Extreme growth blueprints

Big plans or small tweaks, Do it Best builds on basics

Do it Best Corp. CEO Bob Taylor is leading “Extreme Growth” initiatives.

Sometimes it’s the little things that make the biggest differences. Then again, sometimes it’s the big things.

The Fort Wayne, Ind.-based Do it Best Corp., fresh from its October Market in Indianapolis, is advancing a slate of initiatives both large and small. Projects range from reprinting its field staff’s business cards to building what it calls a digital World Class Commerce Center. And as CEO Bob Taylor sees it, they are all in service of one overarching goal: serving the members. 

Let’s start with the big plans first. 

The co-op’s World Class Commerce Center initiative marks an effort to bring various Do it Best Corp. digital ventures under the same roof, while enhancing its capabilities and keeping up with the times. Taylor described it as the pursuit of “a single best-in-class online merchandise and sales catalog for members and customers.” 
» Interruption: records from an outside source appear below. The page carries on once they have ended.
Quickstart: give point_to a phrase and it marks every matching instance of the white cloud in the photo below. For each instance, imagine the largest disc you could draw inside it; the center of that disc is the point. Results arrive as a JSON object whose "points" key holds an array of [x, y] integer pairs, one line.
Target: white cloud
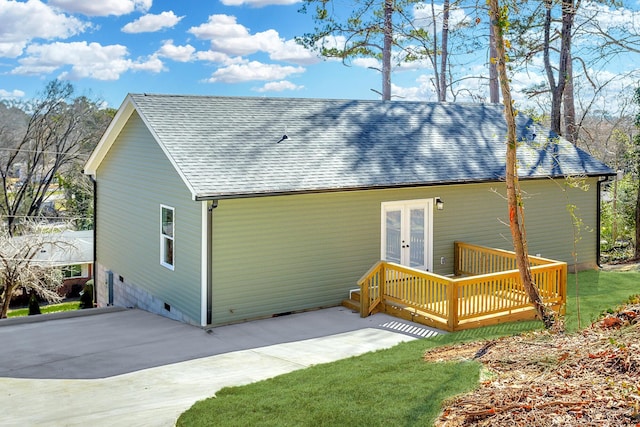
{"points": [[423, 16], [153, 64], [102, 7], [224, 26], [229, 37], [11, 94], [254, 70], [608, 18], [290, 51], [219, 57], [87, 60], [176, 53], [151, 23], [23, 22], [258, 3], [280, 86], [367, 63]]}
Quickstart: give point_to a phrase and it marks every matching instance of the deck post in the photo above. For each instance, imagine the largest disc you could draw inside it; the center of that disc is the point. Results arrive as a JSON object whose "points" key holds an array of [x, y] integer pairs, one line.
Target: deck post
{"points": [[365, 287], [452, 296], [456, 258], [563, 288], [382, 286]]}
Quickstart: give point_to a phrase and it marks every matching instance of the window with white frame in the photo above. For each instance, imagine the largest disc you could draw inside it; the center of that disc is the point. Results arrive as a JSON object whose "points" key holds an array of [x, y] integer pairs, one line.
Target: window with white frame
{"points": [[72, 271], [167, 227]]}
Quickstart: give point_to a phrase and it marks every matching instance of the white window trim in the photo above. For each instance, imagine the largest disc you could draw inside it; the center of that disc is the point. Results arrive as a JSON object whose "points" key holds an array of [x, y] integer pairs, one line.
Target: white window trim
{"points": [[164, 236]]}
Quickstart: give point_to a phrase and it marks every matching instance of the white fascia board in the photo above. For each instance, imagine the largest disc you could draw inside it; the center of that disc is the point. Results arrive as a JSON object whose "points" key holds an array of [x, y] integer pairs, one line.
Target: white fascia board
{"points": [[109, 137]]}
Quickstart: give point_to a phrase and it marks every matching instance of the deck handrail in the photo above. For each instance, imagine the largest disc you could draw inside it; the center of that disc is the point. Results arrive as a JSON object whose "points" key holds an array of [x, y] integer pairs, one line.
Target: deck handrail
{"points": [[447, 302]]}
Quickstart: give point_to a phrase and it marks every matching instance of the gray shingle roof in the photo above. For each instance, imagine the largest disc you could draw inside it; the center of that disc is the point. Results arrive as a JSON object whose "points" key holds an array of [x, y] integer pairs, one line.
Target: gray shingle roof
{"points": [[232, 146]]}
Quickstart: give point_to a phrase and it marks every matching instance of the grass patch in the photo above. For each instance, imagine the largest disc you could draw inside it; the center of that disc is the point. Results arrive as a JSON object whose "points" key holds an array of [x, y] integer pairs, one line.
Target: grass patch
{"points": [[387, 387], [598, 291], [46, 309]]}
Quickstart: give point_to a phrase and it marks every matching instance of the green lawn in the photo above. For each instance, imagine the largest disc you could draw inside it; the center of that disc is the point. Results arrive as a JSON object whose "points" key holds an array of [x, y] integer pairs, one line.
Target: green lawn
{"points": [[45, 309], [387, 387]]}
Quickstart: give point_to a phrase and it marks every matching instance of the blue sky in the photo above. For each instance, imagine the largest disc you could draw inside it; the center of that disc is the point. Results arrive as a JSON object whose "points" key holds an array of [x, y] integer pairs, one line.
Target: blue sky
{"points": [[108, 48]]}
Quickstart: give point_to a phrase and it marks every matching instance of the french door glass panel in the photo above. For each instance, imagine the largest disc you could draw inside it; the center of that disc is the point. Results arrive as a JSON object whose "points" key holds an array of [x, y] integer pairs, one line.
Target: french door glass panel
{"points": [[416, 238], [406, 234], [393, 249]]}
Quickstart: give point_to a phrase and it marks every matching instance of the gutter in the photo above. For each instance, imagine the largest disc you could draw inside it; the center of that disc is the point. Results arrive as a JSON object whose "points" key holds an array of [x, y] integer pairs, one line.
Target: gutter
{"points": [[598, 218], [267, 193], [95, 235]]}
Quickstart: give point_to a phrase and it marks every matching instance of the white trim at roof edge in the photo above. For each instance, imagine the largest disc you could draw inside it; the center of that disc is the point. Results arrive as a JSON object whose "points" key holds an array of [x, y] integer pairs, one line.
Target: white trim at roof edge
{"points": [[109, 137], [111, 134]]}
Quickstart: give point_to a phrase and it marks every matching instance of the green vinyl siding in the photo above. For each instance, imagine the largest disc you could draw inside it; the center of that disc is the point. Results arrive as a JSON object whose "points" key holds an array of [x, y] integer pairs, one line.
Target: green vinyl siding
{"points": [[134, 179], [287, 253], [477, 213]]}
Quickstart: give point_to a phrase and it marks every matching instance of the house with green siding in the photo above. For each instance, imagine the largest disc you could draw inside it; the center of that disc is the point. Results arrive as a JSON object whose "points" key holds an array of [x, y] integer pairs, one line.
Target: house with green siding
{"points": [[212, 210]]}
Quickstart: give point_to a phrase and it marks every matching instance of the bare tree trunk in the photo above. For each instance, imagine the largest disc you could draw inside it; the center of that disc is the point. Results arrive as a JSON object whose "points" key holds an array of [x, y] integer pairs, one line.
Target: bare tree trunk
{"points": [[494, 84], [571, 130], [386, 51], [557, 89], [636, 254], [5, 305], [434, 61], [444, 52], [514, 196]]}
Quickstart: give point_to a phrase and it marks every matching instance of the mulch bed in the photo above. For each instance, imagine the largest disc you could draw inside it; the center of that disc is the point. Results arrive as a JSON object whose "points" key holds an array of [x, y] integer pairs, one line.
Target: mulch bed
{"points": [[590, 378]]}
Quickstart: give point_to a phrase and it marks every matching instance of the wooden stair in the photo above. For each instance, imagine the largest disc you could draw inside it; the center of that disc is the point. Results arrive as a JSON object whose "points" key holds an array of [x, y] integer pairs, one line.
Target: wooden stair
{"points": [[353, 303]]}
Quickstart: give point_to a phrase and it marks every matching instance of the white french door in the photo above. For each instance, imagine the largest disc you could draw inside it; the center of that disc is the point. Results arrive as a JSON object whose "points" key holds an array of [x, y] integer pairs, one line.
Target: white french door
{"points": [[407, 233]]}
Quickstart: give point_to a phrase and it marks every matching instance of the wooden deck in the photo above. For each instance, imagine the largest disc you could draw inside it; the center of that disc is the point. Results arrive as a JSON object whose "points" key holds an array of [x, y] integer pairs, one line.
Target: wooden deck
{"points": [[485, 290]]}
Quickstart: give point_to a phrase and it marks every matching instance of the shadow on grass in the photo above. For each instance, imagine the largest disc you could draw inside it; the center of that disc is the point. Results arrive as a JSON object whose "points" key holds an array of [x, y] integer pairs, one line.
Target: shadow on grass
{"points": [[393, 386]]}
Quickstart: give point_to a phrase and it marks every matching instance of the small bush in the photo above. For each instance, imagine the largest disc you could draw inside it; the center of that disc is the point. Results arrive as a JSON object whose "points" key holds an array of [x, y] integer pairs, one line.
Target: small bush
{"points": [[86, 296]]}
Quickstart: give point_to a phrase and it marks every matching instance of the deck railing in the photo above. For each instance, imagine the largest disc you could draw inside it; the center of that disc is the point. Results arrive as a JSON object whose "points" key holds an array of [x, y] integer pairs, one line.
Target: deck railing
{"points": [[486, 289]]}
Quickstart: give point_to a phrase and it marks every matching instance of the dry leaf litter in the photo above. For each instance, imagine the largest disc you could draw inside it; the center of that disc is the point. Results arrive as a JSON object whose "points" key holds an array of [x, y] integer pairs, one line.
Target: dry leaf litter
{"points": [[590, 378]]}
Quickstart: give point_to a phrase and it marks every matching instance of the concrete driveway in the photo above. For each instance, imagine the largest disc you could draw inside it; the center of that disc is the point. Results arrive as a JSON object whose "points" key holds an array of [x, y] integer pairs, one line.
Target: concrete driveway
{"points": [[133, 368]]}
It’s early in the transition, but Taylor has a clear grasp of the need, and a pretty good picture of the final product. Currently, the co-op has four websites: doitbest.com for e-commerce, mydoitbest.com for members, channellockproducts.com, and incomsupply.com for industrial commercial sales. All of them were developed at different times with different strategies and different platforms. 

“They are all great if you know product,” Taylor said. “They have great functionality. But they’re not as good as they could be, and they don’t provide a world-class user experience.” 

The move toward tablets, Androids and iPhones has the promise of improved interaction between buyer and seller at all levels, and Taylor hopes to stay in front of it. “We’re trying to give the customers of tomorrow the tools that function from a sales perspective, as well as a better ordering perspective,” he said. “That includes much richer content that will help our vendors move products through us, through our dealers and to their customers.”

The reboot began in May. And at the helm of the initiative is Commerce Center director Marty Bailey, an executive who has earned the reputation as a get-it-done project leader. 

Expectations are high. How high? “When we’re done, we want you to say, ‘This is as good as what I’ve seen at Zappos, or Amazon or anywhere else,’ ” Taylor said.

Aiming high is a big part of the co-op’s second major initiative. This one’s called the Do it Best Advantage Program, or “Advantage” for short. The program identifies premier businesses in hardware, lumber and building materials and other non-traditional categories — both in the United States and overseas — and targets them with a completely new personalized sales and recruiting effort. 

Its aim is to build strategic partnerships with premier independent business owners, Taylor said. As such, the co-op has assembled a specialized five-person team led by Advantage Program manager Gary Hoffmann to tell the Do it Best story. Part of that story is a new performance satisfaction guarantee for premier new members.

Related to the recruiting is a smaller change with big psychological impact. The company’s field staff is no longer called “retail development specialists.” The new term is “sales and business development specialists,” a change that has been made to business cards across the organization. The reason? To better reflect the diversity of businesses both existing and potential in the Do it Best family, Taylor said. 

The change is more than mere semantics, Taylor said. “Understanding retail is still a key component of everything we do. But you have to remember that a lot of people are in contractor sales, industrial commercial sales or e-commerce. If you go in talking ‘retail’ they might think, ‘That’s not us.’ ”

The ongoing changes at Do it Best Corp., both large and small, are up against an economy and business conditions that Taylor believes are going to be slow to grow. He categorizes his housing start outlook as among the most conservative out there. In many cases, the consumers’ discretionary dollars are being pulled away from home improvement. 

But the bottom line for many Do it Best members is the end-of-year rebate, and Taylor has a better outlook here. “For the eighth consecutive year, our total rebates to member-owners will exceed $100 million,” he said. “That’s up from last year’s rebate, and speaks to the advantage we provide our members.”